I think that’s it so far. These are mistakes I will not make twice!
The 2nd launch was (mostly) a success! I was going to launch with a J motor but because of clouds I used an H motor instead, so a quarter of the total impulse. According to the sim it should have gone about 2000 feet, but it ended up going about 1500 feet.
The rocket wobbled a bit early in the burn. The streamer was supposed to pop at apogee and then the main chute at 700 feet but they both came out shortly after apogee. I think the payload pay just fell out of the booster when the nose cone was blown off. But as failures go, that was a pretty good one, as the rocket descended nice and slow and landed in view.
I was happy with the launch because I loaded 2 motors and they both worked fine. My altimeter worked, too, and fired the deployment charges. My failures were the wobble, which might have been solely because of the slow speed, and the fact that the main deployed too early.
Finally, here is video of the 3 launches of my iPhone. The first one is the failed launch due to a motor failure. The 2nd is the one where I got all the data that I’ve posted. The 3rd one I got almost no data but the motor performed better as the flight seemed much more normal.
Sorry Elton! Don’t sue me, but I couldn’t think of a more appropriate song.

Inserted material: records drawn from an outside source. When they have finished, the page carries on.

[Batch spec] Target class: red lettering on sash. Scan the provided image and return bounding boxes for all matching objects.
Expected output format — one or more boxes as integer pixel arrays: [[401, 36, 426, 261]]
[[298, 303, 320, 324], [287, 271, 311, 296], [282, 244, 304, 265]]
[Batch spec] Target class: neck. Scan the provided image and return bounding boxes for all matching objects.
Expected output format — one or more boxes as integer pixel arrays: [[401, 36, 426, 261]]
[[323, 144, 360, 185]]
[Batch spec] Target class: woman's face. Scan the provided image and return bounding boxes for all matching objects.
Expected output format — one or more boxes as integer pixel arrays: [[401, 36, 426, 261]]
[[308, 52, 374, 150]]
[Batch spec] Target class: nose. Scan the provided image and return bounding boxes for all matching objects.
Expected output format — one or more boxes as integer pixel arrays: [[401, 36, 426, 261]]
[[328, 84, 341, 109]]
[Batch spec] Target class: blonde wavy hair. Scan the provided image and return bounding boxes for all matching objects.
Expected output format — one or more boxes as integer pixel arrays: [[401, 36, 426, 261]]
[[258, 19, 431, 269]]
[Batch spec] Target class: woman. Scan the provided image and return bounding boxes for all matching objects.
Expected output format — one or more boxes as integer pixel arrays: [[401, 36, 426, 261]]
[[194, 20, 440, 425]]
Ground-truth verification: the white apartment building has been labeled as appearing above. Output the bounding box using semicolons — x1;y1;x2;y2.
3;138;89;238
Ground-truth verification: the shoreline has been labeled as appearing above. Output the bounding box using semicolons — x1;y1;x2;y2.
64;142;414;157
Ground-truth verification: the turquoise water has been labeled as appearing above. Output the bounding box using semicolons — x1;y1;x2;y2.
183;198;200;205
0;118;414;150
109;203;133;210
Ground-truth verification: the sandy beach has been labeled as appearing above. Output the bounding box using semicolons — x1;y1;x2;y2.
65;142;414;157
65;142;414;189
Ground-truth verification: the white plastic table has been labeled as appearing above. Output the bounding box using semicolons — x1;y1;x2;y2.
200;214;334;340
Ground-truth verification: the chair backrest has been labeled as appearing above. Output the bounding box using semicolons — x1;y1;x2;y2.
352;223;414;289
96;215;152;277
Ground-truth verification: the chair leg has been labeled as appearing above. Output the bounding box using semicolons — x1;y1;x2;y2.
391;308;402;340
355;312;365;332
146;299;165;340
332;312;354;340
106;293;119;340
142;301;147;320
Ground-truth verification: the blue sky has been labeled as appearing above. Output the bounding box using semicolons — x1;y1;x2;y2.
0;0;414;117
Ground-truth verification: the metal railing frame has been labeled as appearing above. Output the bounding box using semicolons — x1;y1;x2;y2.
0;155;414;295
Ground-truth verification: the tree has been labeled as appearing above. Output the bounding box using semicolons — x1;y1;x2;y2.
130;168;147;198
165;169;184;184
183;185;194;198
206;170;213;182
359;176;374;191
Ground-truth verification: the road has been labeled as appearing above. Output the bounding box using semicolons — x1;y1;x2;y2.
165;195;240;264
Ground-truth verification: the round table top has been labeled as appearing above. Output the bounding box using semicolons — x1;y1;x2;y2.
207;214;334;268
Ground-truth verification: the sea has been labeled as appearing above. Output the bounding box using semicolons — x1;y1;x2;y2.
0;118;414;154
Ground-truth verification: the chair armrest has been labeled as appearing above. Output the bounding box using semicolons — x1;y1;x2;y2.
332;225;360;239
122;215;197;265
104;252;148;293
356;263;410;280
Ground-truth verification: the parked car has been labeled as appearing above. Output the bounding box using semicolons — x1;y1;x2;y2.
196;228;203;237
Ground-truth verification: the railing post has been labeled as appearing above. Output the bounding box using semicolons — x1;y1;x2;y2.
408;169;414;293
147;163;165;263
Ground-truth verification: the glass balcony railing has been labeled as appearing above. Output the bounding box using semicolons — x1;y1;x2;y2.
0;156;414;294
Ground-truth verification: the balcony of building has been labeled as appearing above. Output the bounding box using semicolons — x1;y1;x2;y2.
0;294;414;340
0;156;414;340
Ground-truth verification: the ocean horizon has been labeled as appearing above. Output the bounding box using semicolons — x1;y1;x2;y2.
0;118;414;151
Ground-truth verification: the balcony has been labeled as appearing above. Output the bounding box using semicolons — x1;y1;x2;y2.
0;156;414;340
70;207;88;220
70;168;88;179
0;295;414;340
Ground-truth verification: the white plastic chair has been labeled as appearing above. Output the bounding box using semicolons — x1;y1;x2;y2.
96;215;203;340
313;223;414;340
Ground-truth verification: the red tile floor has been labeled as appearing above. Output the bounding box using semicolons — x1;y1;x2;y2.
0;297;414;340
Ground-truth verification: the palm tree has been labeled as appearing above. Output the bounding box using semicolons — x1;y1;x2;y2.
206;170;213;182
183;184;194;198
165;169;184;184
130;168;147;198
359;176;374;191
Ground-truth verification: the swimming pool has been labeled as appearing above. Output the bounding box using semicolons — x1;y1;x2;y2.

I joined the Tripoli Rocketry Association (TRA). This allows me to get certified to buy and fly bigger and bigger rocket motors. If the weather cooperates I hope to do my Cert 1 flight this Saturday in North Branch, MN. I’ll fly one or both of my 29mm-motor-capable rockets, first on a “G” reload kit to make sure I know what I’m doing and then on an “H” reload, which I have to buy at the launch site. If everything works perfectly on my launch they sign my paperwork and I can buy “H” and “I” motors, which gets me up to 640 N-s of thrust. Currently I’ve only ever flown motors with about 80 N-s of thrust.
I don’t know if I will, but if I go all the way and get the Level 3 Certification I can buy motors with 14000 N-s of thrust!
People tend to fly bigger and bigger rockets on the bigger motors. This is obvious, in a sense, because these rockets can’t be flown on smaller motors. For me, though, once my rockets are big enough to fly interesting payloads, such as iPhones and digital video cameras, I’ll be more interested in speed and altitude than bigger rockets. I don’t have the budget or the engineering skill to make really big rockets. I do have the technical chops to do some cool stuff with payloads though.